An angular velocity about a Y-axis direction as the axis of rotation, that is, about the longitudinal direction of the beam 8, is applied to the vibrator 9 while the beam 8 vibrates in a simple harmonic mode relative to the base 7 along the plane of the substrate 2, a Coriolis force develops in the Z-axis direction, namely in the direction perpendicular to the substrate 2. As a result, the resultant force from the Coriolis force acting in the Z axis and the driving force acting in the X axis displaces the beam 8 in an elliptical trajectory, and thus the magnitude of a third gap 15 between the beam 8 and the Z-axis Coriolis force sensing electrode 3 varies. This means that the sensed capacitance of a Z-axis Coriolis force sense capacitor 71 created by the beam 8 and the Z-axis Coriolis force sensing electrode 3 also varies. The change in capacitance is output as an output voltage by the capacitance-voltage converter circuit, and the corresponding output signal is fed to a computer unit, and thus the angular velocity about the Y axis, as the axis of rotation is sensed.

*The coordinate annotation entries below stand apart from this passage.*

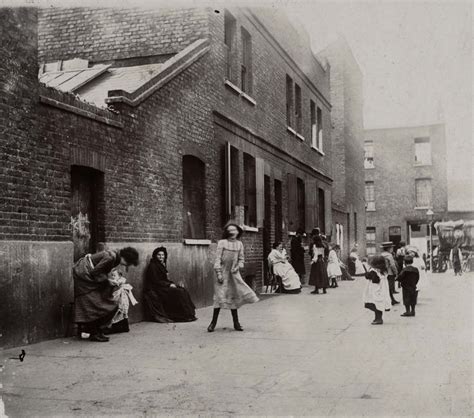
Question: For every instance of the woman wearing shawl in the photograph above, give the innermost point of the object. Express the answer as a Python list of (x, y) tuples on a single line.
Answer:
[(164, 300), (281, 267), (376, 294)]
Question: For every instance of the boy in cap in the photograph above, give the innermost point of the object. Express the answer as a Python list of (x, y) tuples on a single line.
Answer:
[(408, 278)]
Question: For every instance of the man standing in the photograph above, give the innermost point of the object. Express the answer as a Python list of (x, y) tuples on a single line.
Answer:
[(297, 254), (391, 268)]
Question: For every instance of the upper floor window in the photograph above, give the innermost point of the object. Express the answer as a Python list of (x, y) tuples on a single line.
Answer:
[(289, 101), (230, 25), (246, 66), (194, 195), (369, 154), (298, 105), (319, 123), (423, 193), (370, 196), (422, 151), (314, 132)]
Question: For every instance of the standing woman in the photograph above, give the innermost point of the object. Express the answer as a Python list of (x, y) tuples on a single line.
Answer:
[(377, 294), (230, 290), (318, 276)]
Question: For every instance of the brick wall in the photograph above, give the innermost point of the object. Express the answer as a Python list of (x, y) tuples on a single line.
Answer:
[(395, 173)]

In such a conventional angular velocity sensor device, however, the Coriolis force acts in the direction perpendicular to the direction in which the beam 8 is driven, and to sense the position of the beam 8 displaced by Coriolis force, the magnitude of variation in the third gap 15 between the beam 8 and the Z-axis Coriolis force sensing electrode 3 is sensed as the capacitance value of the Z-axis Coriolis force sense capacitor 71. For this reason, the Z-axis Coriolis force sensing electrode 3, which is an element of the Z-axis Coriolis force sense capacitor 71, has to be fabricated in the recess 2a of the substrate 2 of a insulating material as shown in FIG. 14, requiring a complex manufacturing process that pushes up the manufacturing cost.